Summer nights playing flashlight tag for a group of teenage boys turns into something else entirely when a girl joins their game. Hiding from each at night with a single beam of light to see by cannot hide a kind of illumination that touches them all.
Jay Lemming is a Maryland-based author of contemporary and literary fiction. His Maddox Men series includes Green Bay Outsiders (Volume 5), Billy and Darla (Volume 6, a free short story available on Amazon) and Billy Maddox Takes His Shot (Volume 7). He blogs regularly, interviews authors about their works of fiction and offers details about upcoming volumes from the Maddox Men series (Vol. 1-4) on his website. Sign up for free email updates at https://jaylemming-author.com.

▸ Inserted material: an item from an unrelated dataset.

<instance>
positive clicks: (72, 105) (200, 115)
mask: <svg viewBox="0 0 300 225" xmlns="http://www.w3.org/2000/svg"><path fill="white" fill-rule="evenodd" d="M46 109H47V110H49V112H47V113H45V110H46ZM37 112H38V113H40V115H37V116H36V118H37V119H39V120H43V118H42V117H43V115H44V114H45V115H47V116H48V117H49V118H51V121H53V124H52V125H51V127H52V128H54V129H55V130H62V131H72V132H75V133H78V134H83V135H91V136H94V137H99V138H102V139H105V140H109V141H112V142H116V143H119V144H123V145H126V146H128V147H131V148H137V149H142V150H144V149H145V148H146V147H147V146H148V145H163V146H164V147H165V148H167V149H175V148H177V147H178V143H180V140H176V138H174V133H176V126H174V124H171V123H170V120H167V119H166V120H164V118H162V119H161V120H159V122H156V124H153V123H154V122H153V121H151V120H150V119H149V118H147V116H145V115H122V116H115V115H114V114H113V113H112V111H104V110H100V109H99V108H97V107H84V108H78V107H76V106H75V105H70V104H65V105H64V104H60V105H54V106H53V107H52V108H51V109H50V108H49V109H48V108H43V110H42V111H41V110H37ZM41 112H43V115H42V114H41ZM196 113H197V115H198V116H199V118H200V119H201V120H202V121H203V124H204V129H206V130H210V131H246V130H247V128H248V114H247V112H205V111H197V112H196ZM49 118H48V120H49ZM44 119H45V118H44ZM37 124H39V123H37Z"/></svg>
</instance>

He welcomes readers to connect with him on Twitter at @jay_lemming and on Facebook at https://www.facebook.com/jaylemming.a.... Email Jay at jay@jaylemming-author.com.
Jay will announce details about his next book in late September 2020.
Playing Flashlight Tag by Jay Lemming is a very short story (19 pages) about developing relationships in a group of approximately thirteen-year-old boys. That is the way it started. There was a core group of boys from families that had lived in the neighborhood for several years. Billy, Andrew, and Joey formed this group. They eventually invited Tommy, a new arrival the previous year. They played Flashlight Tag in neighborhood yards every evening they could. One night a ghostly figure appeared to scare Billy but was only Sean, a class troublemaker, wearing a sheet. When the five boys were joined by a girl new to the neighborhood, Susan, this becomes a story of developing relationships and petty jealousies.
This is an interesting character study. Susan is stereotypically more mature than the boys and when she sees conflicts developing, she attempts to defend whichever boy is the current victim. She will have a favorite and when that becomes apparent, a new set of relationships develop.
There is an ending that surprised me a bit. This is a coffee break story, something you can read when you would rather read than gossip. It is a four Amazon star “comfort” read.